Across India, people have different ways of celebrating the monsoons. The monsoon map of India is a reflection of how the country unites to put together a visual feast.

1. Bombil Bhujna The pride of Maharashtra has always been the Bombay duck, which owing to its versatility, can be used in a plethora of dishes. The bombil bhujna is a marinade of fish with coriander and green chillies.

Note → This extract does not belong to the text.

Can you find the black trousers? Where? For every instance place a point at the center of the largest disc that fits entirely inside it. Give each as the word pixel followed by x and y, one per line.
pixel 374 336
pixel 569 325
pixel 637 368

2. Parippu Vada A South Indian favourite, the parippu vadas are a wholesome snack made from lentils. Into the vessel goes a mixture of chana (chickpeas) and toor daal (split pigeon peas), which is then mixed with onions, ginger and other spices to result in beautiful golden brown fried fritters.

3. Aamat You can’t go wrong with a warm bowl of comfort, and Chhattisgarh firmly believes in this. The recipe’s early versions were prepared with gondi and kareel, now known as bamboo shoots. The modern version witnesses more ingredients like chillies, curry leaves, cloves, and spice powders.

4. Singhade ki Sabzi The monsoons bring with them two things, one is a fresh air of relief and the other is the chance of catching a cold. Delhi’s singhade ki sabzi prepared with singhade (water chestnuts), mustard seeds, cumin, turmeric, aamchur (dried mango powder) and besan has a combination of ingredients that help the body prepare its defences against the harsh weather.

5. Ghewar Through time, the concoction of ghee, flour and sugar has gone from being a simple sweetmeat to finding its way into the hearts of people across India. During the monsoons, this honeycomb-shaped disc-like sweet provides you with the calories required to give the body heat as well as aid in digestion.

6. Yaje It is said that the drink is hallucinogenic and is also known by the name of ‘ayahuasca’ in communities that belong to those areas. When the stem and bark of the Banisteriopsis caapi are mixed with the leaves from medicinal shrubs, legend says it results in a concoction that awakens the mind.

7. Muya Awandru While snails are an optional addition, the gravy comprises bamboo shoots, fermented fish and chilli peppers. Once ready, parsley leaves are used for the garnish. Tripuris are big believers in using fermented fish, also known as berma, in their dishes as it is extremely healthy due to no oil being used during cooking.

Pic source: Instagram: Chamung Food Tripuri

8. Nakham Bitchi Major food platforms describe this dish as a ‘must try’ for anyone who visits Meghalaya. The dish comprises dried fish that is boiled with spices to create a beautiful texture. Vegetables are then added to this mix to create a wholesome blend.

Pic source: Instagram: Daily Cuisines

9. Paa Saa Preparing paa saa in Arunachal Pradesh is more of a community effort as people get together to catch the fish and then mince it in a way that every part is utilised with nothing going to waste. The green colour is lent to the dish by the uriam leaf, which also neutralises the taste of the raw fish.

10. Bhutta The ever so humble roasted corn on the cob is a treat in the monsoons. The smell adds an old-world charm as butter dribbles down the yellow, with a dash of lime to add the zing.